6. The method of claim 1, further comprising utilizing the images and determined subsets of tags for each of the images in an image search engine of a search service or of a social network.

7. The method of claim 1, wherein the measures of consistency are represented in a matrix relating unique tags to images and each measure of consistency is utilized as a confidence score for assigning a specific tag to a specific image.

8. The method of claim 7, further comprising retagging the specific image with the specific tag of that specific image if the confidence score associated with the specific image and specific tag exceeds a threshold.

9. The method of claim 7, further comprising calculating the confidence scores based both on the measures of consistency and on metrics giving higher weight to user-submitted tags.

10. The method of claim 1, further comprising:

determining visual similarity between images by comparing features of the images; and

determining semantic similarity between tags with reference to a knowledge base providing an enhanced description of each tag.

11. The method of claim 1, wherein magnitudes of the measures of consistency are inversely related to magnitudes of differences between the visual similarity and the semantic similarity.

12. The method of claim 1, further comprising computing the measures of consistency for each image of a subgroup of images, the plurality of images being divided into a plurality of subgroups by a clustering algorithm.

13. The method of claim 1, further comprising adding as tags to the at least one image at least one of synonyms or categories of tags belonging to the subset of filtered tags.

14. The method of claim 1, wherein the images are either still images or frames of a video.
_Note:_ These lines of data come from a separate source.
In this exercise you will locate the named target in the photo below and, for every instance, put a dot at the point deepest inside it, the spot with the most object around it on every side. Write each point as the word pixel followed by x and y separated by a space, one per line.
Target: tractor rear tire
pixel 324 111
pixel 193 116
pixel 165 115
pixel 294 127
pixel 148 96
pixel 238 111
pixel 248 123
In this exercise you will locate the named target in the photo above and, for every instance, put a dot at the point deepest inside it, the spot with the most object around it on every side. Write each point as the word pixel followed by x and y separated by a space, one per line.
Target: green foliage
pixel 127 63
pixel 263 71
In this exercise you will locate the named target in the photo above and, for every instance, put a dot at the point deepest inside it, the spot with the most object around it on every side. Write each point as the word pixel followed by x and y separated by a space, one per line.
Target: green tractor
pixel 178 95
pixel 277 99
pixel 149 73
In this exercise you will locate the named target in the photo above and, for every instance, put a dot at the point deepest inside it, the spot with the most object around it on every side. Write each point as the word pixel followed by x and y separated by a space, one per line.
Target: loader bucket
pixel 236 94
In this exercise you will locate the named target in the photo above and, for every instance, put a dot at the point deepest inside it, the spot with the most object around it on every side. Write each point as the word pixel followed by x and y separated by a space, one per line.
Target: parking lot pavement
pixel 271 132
15. A computer-readable memory device comprising executable instructions stored on the computer-readable memory device and configured to program a computing device to perform operations including:

filtering a plurality of tags associated with a plurality of images based on at least one of classifications of the tags or associations between one or more of the tags and one or more categories; and

determining for at least one of the images a subset of the filtered tags associated with the at least one image based on one or more measures of consistency of visual similarity between ones of the images with semantic similarity between filtered tags of the ones of the images.

16. The computer-readable memory device of claim 15, wherein the filtering further comprises removing tags classified as verbs, adverbs, adjectives, or numbers.
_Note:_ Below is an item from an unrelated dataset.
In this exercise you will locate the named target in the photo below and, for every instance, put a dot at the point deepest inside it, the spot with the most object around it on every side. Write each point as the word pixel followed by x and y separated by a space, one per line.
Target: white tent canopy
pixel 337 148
17. The computer-readable memory device of claim 15, wherein the associations between tags and categories are derived from a knowledge base that includes one or more category hierarchies.
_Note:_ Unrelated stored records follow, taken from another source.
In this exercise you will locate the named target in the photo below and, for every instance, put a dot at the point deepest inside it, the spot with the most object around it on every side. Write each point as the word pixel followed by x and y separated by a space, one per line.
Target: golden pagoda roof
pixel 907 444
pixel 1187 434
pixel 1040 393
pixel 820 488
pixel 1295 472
18. The computer-readable memory device of claim 15, wherein the filtering comprises removing tags that are not classified as nouns and tags that do not have an association with a category derived from a knowledge base.

19. A system comprising:

a processor; and

a plurality of programming instructions configured to be executed by the processor to perform operations including:

filtering a plurality of tags associated with a plurality of image based on at least one of classifications of the tags or associations between one or more of the tags and one or more categories;

determining for at least one of the images a subset of the filtered tags associated with the at least one image based on one or more measures of consistency of visual similarity between ones of the images with semantic similarity between filtered tags of the ones of the images; and

adding as tags to the at least one image at least one of synonyms or categories of tags belonging to the subset of filtered tags.

20. The system of claim 19, wherein the categories are derived from a knowledge base that includes one or more category hierarchies.

21. The system of claim 19, wherein the operations further include, after performing the adding, performing a search to determine a number of search results associated with each tag and retaining only tags associated with a threshold number of search results.